Afterward, Fillon reached out to the politicians who have betrayed and insulted him, and offered them a great political deal: The liberal wing of the Republican Party and the centrist party were welcomed, with new ideological guidelines for the campaign and, most importantly, the promised apportionment of several parliamentary seats (the legislative election will take place a month after the presidential one)—meaning that some core conservative supporters of François Fillon were “killed” to welcome these liberals.

Whereupon Fillon’s new “allies” became more and more greedy, demanding that he purge some key people from his campaign team (like the former conservative minister of defense, Charles Millon). And at the same time, other centrists were still abandoning Fillon to join Macron, letting everybody see how politically reliable they are (not very). Fillon, for his part, seems to have opened his eyes: Last week, he refused to fire his social networks director Samuel Lafont, who is known as an activist in the anti-gay marriage group La Manif Pour Tous (“The Protest for Everyone”), and is a target of LGBT activists.

Anyway, the strangeness of this campaign continues, with the liberal candidate Macron trying to recruit right-wing supporters and refusing the support of Socialist congressmen to try to distance himself from the unpopular sitting government. Meanwhile the right-wing candidate  Fillon tries to keep his leftist supporters, taking some of the more faithful conservatives for granted.
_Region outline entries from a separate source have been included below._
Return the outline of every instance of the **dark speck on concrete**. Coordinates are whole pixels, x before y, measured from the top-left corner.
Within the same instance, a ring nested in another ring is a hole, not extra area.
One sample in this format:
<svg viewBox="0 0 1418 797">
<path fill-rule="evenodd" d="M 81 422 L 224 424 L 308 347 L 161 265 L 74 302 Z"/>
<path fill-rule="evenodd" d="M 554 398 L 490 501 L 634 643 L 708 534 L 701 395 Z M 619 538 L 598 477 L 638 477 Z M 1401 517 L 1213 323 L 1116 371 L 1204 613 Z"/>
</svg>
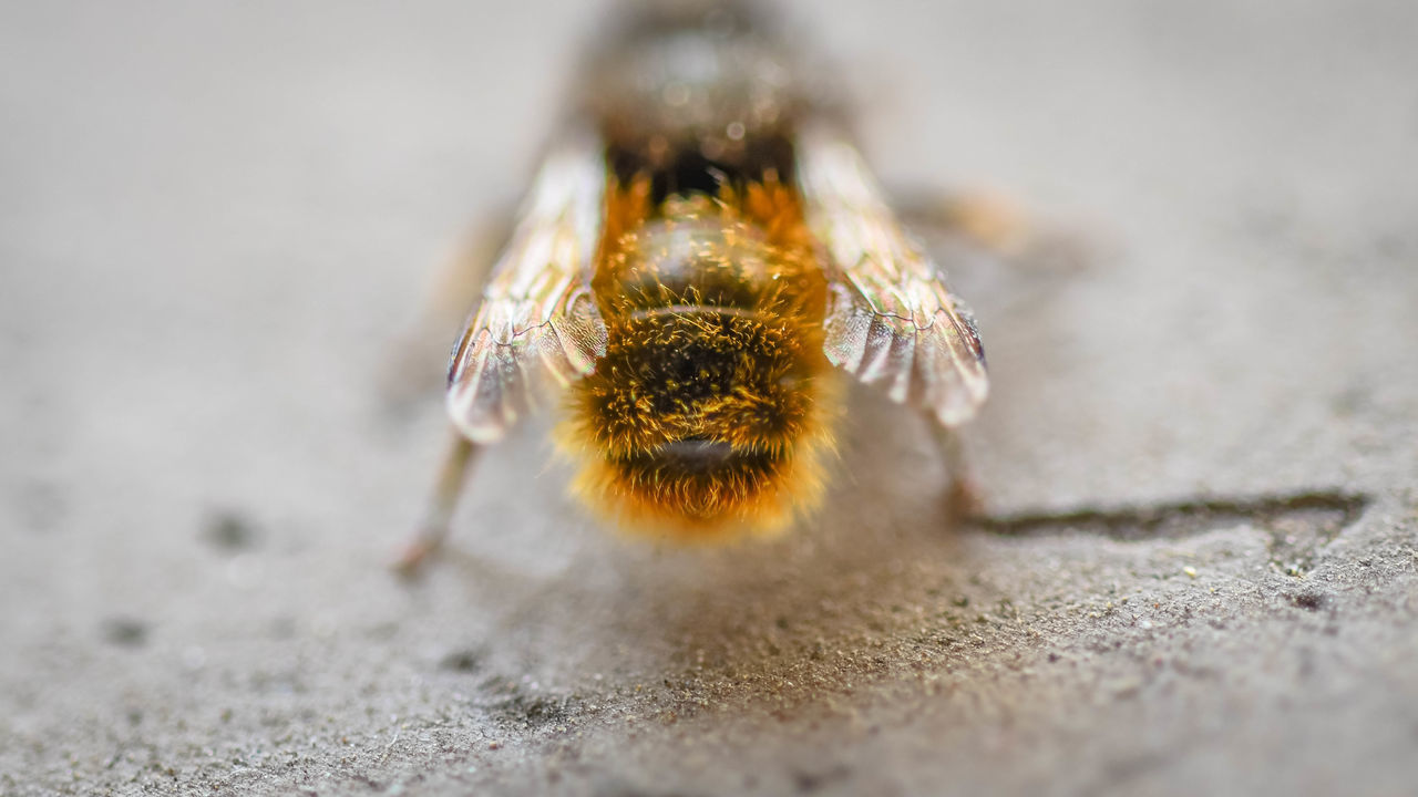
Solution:
<svg viewBox="0 0 1418 797">
<path fill-rule="evenodd" d="M 257 545 L 255 526 L 235 509 L 213 512 L 204 536 L 214 547 L 228 552 L 250 550 Z"/>
<path fill-rule="evenodd" d="M 123 648 L 138 648 L 147 641 L 147 624 L 132 617 L 109 617 L 101 631 L 104 641 Z"/>
<path fill-rule="evenodd" d="M 454 672 L 476 672 L 476 669 L 482 665 L 482 658 L 484 655 L 481 651 L 464 648 L 442 657 L 438 667 Z"/>
</svg>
The only candidates pursuing a coherent campaign are considered to have less chance of being elected: Mélenchon and Hamon are retailing a very old-fashioned communist message, and Marine Le Pen is coming back to the core principles of the Front National, especially a feisty critique of the establishment and opposition to massive immigration.

Through the fog can be seen (in blurry outline, to be sure) a possible victory by Macron, or Fillon, or Le Pen. This crazy campaign is really a good movie!